I think I can make what you're looking for fairly easily. 

PM me if you don't find one, as I may not check this thread again.


----------



## HomeyDaClown (Oct 3, 2009)

Two words: YooTube & Tesla Coil



screaminscott said:


> Does anyone have a free (or really cheap ..$5 or so) video of an electrical discharge I could use?
> 
> We have the use of a large HD TV for a haunt at work. I want to put 2 electrodes on either side of the TV and show a video of a spark juumping between them. All the video I can find online is hideously expensive.
> 
> Thanks to anyone who can help.


----------



## screaminscott (Oct 13, 2006)

More like a continous stream of energy


----------



## screaminscott (Oct 13, 2006)

HomeyDaClown said:


> Two words: YooTube & Tesla Coil


I'm looking there. but what I really need is the electrical discharge against a black background.. with none of the extra stuff there (the lab, other people, etc).

Also, it can't be a handheld video, because the image moves around too much.


----------



## The-Haunter (Sep 24, 2009)

My question is how does one burn you tube videos to DVD? I tried one time with no luck


----------



## screaminscott (Oct 13, 2006)

Heay all, I finally found what I was looking for... Count Dooku Lightning... Who knew?


----------



## joker (Sep 25, 2007)

Here's one for $10
http://www.pond5.com/stock-footage/95876/high-voltage-electrical-discharge-with-sound.html


----------



## DarkLore (Jan 25, 2009)

screaminscott said:


> Heay all, I finally found what I was looking for... Count Dooku Lightning... Who knew?


Gggrrrr. You bastage. I've got two huge 'lectrodes built. Now you throw this Dooku...Vood Doo...who knew...doo doo..out to the collective and I gotta figure out how to throw bolts of lightning between them?

Geez, I'll be out there all weekend, hanging different colored sheets as movie screens whilst trying to figuring out what will absorb the black yet reflect the sparks.

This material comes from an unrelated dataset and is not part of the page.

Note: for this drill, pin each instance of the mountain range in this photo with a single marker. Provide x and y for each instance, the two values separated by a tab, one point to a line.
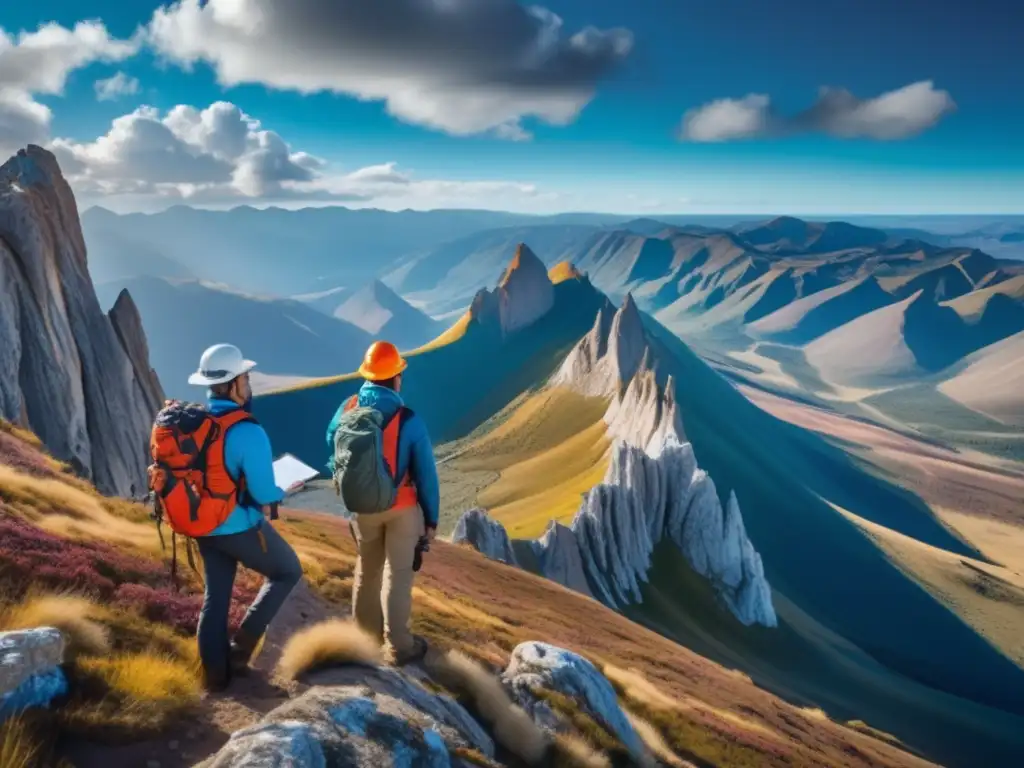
597	450
602	429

That's a really nice clip you found. Next time maybe you warn me if your creative ideas are going to steer me off course.


----------



## HomeyDaClown (Oct 3, 2009)

*Ok, I got it*

Between two electrodes huh?

I dug into my FXLAB software, played around for about ten minutes and came up with this:






PM Me with an email address if you want the 720 x 480 avi file for viewing or burning to DVD.


----------



## Ares5000 (Oct 19, 2010)

Do you need the electricity in HD 1920x1080?

I'm an animator/CG artist and its really easy in AfterEffects.

How long do you want the loop to be if you still need it?

-Justin


----------



## Dark Carver (Mar 30, 2010)

I would speed the video x2 and make it 2 times longer. I think this will make it look more realistic and active. So it will look the same but more flashy and sparky.


----------



## Dark Carver (Mar 30, 2010)

Justin, you could do it just so everyone has the video in the future. So if some person is looking for it, it's there. Just a suggestion. Don't have to make it that long though, less than a minute.


----------



## mattie (Sep 16, 2008)

Not to jack your thread but I had plans awhile ago to make a real one. Cant seem to find them anymore.


----------



## Warrant2000 (Oct 8, 2008)

I'll take one of each!


----------